The slick opening montage of this movie sets the stage for a potentially exciting and gripping story. Assange starts out with nothing, but his silent resolve, coupled with vision, determination and focus, far outreaches his finances. His reputation as a hipster/hacker grows and partnering with Berliner, Berg (a brilliant programmer) is a masterstroke. Together, they make WikiLeaks a force to reckon with.
As Assange knows that WikiLeaks offers the kind of shocking information that he feels people want to - and probably should - know about, his obsession starts veering towards paranoia. He also has a nose for sensationalism.
His friendship, followed by a disagreement with Berg is reminiscent of the Zuckerberg-Saverin equation from
The Social Network
. While that movie brought to light various aspects about human nature,
The Fifth Estate
doesn't come close in edginess. You will however, wonder about whether Assange is in it for the greater good, or to feed his own galloping ego. He realizes he has access to information that can make governments quake, and that kind of power can go to anyone's head.

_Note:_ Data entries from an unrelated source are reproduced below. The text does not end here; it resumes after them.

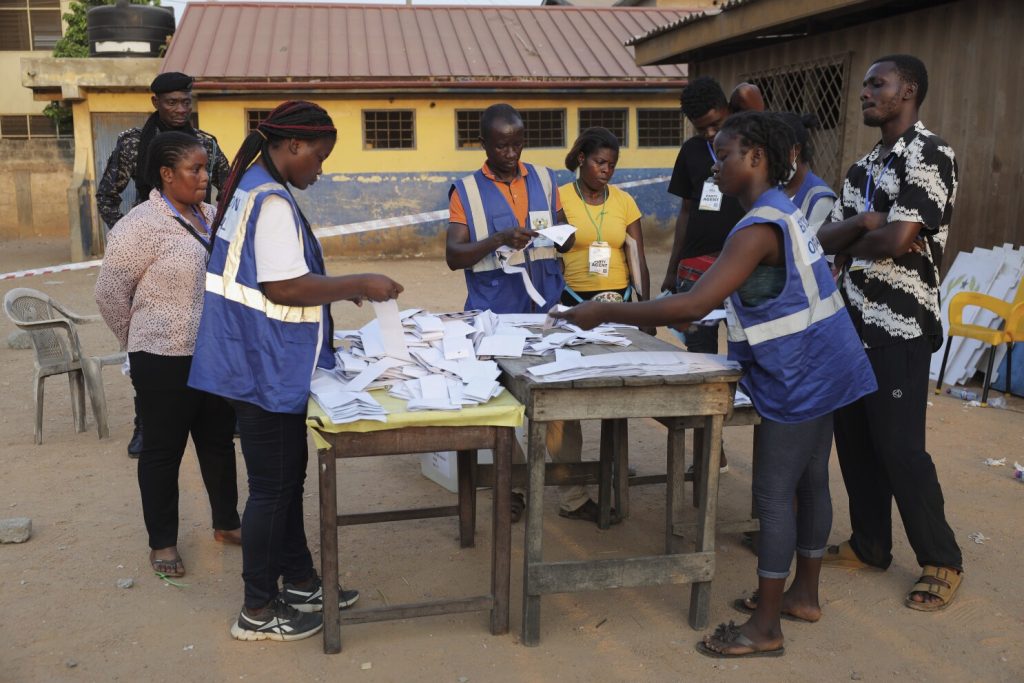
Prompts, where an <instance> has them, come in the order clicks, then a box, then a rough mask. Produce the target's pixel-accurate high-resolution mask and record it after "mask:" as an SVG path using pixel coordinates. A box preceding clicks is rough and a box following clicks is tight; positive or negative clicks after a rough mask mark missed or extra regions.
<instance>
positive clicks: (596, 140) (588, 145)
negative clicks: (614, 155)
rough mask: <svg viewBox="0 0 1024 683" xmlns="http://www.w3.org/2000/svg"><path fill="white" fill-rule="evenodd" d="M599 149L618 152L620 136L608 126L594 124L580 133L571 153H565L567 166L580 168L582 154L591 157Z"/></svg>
mask: <svg viewBox="0 0 1024 683" xmlns="http://www.w3.org/2000/svg"><path fill="white" fill-rule="evenodd" d="M599 150H611V151H612V152H614V153H615V154H616V155H617V154H618V138H617V137H615V135H614V133H612V132H611V131H610V130H608V129H607V128H601V127H600V126H594V127H593V128H588V129H587V130H585V131H583V132H582V133H580V137H578V138H577V141H575V142H573V143H572V147H571V148H570V150H569V153H568V154H567V155H565V168H567V169H568V170H570V171H574V170H577V169H578V168H580V155H583V156H584V157H589V156H591V155H592V154H594V153H595V152H597V151H599Z"/></svg>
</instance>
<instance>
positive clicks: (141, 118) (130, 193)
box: [91, 112, 150, 234]
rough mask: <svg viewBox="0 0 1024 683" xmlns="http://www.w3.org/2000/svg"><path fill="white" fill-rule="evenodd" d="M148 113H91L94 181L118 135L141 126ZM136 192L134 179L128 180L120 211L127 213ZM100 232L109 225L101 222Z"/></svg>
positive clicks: (112, 146)
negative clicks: (127, 130) (123, 131)
mask: <svg viewBox="0 0 1024 683" xmlns="http://www.w3.org/2000/svg"><path fill="white" fill-rule="evenodd" d="M148 116H150V115H148V114H140V113H138V112H136V113H128V114H126V113H97V114H93V115H92V117H91V118H92V158H93V161H94V162H95V164H96V169H95V171H96V182H95V186H98V185H99V180H100V178H102V177H103V171H104V170H105V169H106V162H108V161H109V160H110V158H111V153H112V152H114V146H115V145H116V144H117V143H118V135H120V134H121V132H122V131H124V130H127V129H128V128H141V127H142V125H143V124H144V123H145V120H146V118H148ZM136 199H137V193H136V191H135V181H134V180H129V181H128V186H127V187H125V189H124V191H123V193H121V213H128V212H129V211H131V209H132V207H134V206H135V203H136ZM99 222H100V223H101V224H102V232H103V234H106V230H108V229H110V227H111V226H110V225H106V224H105V223H103V221H102V219H100V220H99Z"/></svg>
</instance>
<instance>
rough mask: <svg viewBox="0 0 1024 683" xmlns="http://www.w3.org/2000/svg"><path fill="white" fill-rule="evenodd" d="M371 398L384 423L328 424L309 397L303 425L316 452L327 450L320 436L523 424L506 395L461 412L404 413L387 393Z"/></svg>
mask: <svg viewBox="0 0 1024 683" xmlns="http://www.w3.org/2000/svg"><path fill="white" fill-rule="evenodd" d="M370 394H371V395H372V396H373V397H374V398H375V399H377V401H378V402H379V403H380V404H381V405H383V407H384V410H386V411H387V412H388V415H387V422H377V421H376V420H359V421H357V422H349V423H347V424H343V425H336V424H334V423H332V422H331V421H330V419H329V418H328V417H327V414H326V413H324V410H323V409H322V408H321V407H319V403H317V402H316V401H315V400H313V398H312V397H311V396H310V398H309V403H308V405H307V407H306V424H307V425H308V426H309V428H310V429H311V430H312V433H313V442H315V443H316V447H317V449H329V447H331V446H330V444H329V443H328V442H327V441H326V440H325V439H324V436H323V435H322V432H328V433H333V434H336V433H339V432H359V433H365V432H376V431H387V430H388V429H401V428H402V427H518V426H519V425H521V424H522V420H523V414H524V412H525V409H524V408H523V407H522V403H520V402H519V401H517V400H516V399H515V397H514V396H513V395H512V394H511V393H509V392H508V391H504V392H502V395H500V396H498V397H497V398H492V399H490V400H489V401H487V402H486V403H482V404H480V405H472V407H468V408H464V409H462V410H461V411H415V412H412V413H411V412H409V411H407V410H406V401H404V400H402V399H401V398H395V397H393V396H389V395H388V393H387V390H386V389H376V390H374V391H371V392H370Z"/></svg>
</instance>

Sarah Shaw (Linney) and James Boswell (Tucci) of the US State Department portray their roles well and represent much about the US Government's perspective on transparency. While the real Julian Assange presently languishes in diplomatic asylum at the Ecuadorian Embassy in London, Cumberbatch does a good job of portraying the embattled whistleblower.
Cumberbatch's Assange is emotionless, cold and sometimes a bit sinister. For someone who insists on global transparency, his own personality is paradoxically as impervious as a cold steel wall. You wonder what actually is going on inside his head.
A movie about Assange and WikiLeaks is bound to be tough to tackle and while it has a few things going for it, Condon could have scored better if he chose to focus deeper on Assange's admittedly complex and mysterious psyche.